AuthState Properties(indirect use)keystoreref (string, -)Reference to a <KeyStore> configuration section (e.g., DefaultKeyStore), containing the key material to use.
keyobjectref (string, -)Reference to the key object in the <KeyStore>, referenced by keystoreref (e.g., DefaultSigner)
AuthState Properties(JCE keystore direct use)keystorefile (file, -)Specifies a keystore file, as supported by one of the available JCE providers. Types JKS and PKCS11 are supported by JavaSE.
keystoretype (string, "JKS")Keystore type of the provided keystore file.
keystorealias (string, -)If the keystore contains multiple keys, it specifies the alias of the key to use.
keystorepassword (string, -)To access private keys in the keystore, a login to the keystore is required.
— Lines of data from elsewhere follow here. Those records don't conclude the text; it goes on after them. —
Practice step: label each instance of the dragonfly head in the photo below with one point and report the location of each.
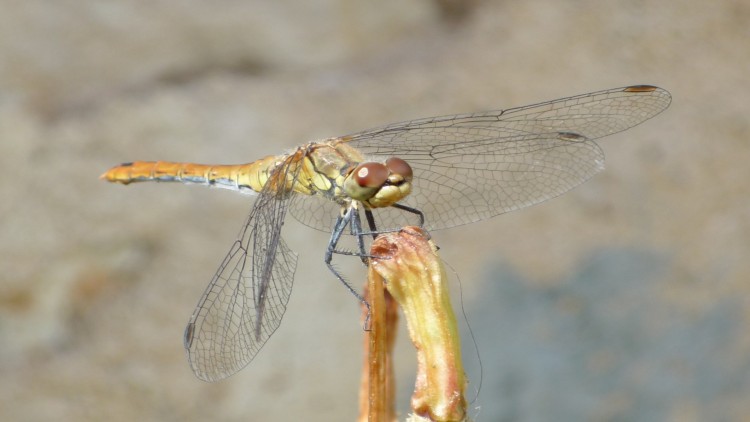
(379, 184)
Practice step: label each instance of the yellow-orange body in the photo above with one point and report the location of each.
(325, 165)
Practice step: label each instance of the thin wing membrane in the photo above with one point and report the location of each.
(245, 301)
(469, 167)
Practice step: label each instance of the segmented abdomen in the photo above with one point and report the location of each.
(238, 177)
This property is used to configure a password getter, as described in the <KeyObject> element above.
AuthState Properties(JCE file/URL direct use)certfile(string, -)Specifies a file containing a PEM- or DER-encoded X509 certificate
keyfile (string, -)Specifies either: a file, containing a DER-encoded RSA private key a file, containing a DER-encoded encrypted RSA private key (PKCS8, requires enabled ADN JCE provider)
keyfilepassword (string, -)Passphrase to decrypt the encrypted private key or login to the HSM.

Example

<KeyStore name="TestCAs">
<KeyObject name="TestCAfile"
certificate="etc/keybox/NevisPKI/ca_cert.pem,etc/keybox/NevisPKI/ca_cert.pem"
revocation="etc/keybox/NevisPKI/crl.pem" />
<KeyObject name="TestCAldap" certificate="ldap://localhost:9876"
revocation="ldap://localhost:9876">
<property name="baseDN" value="cn=certAuth,ou=esauth4,o=adnovum" />
</KeyObject>
<KeyObject name="TestCApool"
certificate="pool://myHttpResourcePool"/>
<KeyObject name="TestCAhttp"
certificate="https://ca.cern.ch/ca/CRL/CERN%20Root%20CA.crt"
revocation="https://ca.cern.ch/ca/CRL/CERN%20Root%20CA.crl">
<property name="proxyHost" value="proxy.adnovum.ch" />
<property name="proxyPort" value="3128" />
<property name="truststore"
value="etc/keybox/default/cacern_truststore.jks" />
<property name="truststorePasswd" value="password" />
<property name="truststoreType" value="JKS" />
</KeyObject>
</KeyStore>

The passphrase obfuscation (using passPhrase="secret://...", where the passphrase was generated using nevisauth encSecret) should be used with care. Obfuscation is breakable.

See the nevisKeybox reference guide, chapter "Integration", for more details on passphrase handling, configuration references, and how to write passphrase getters.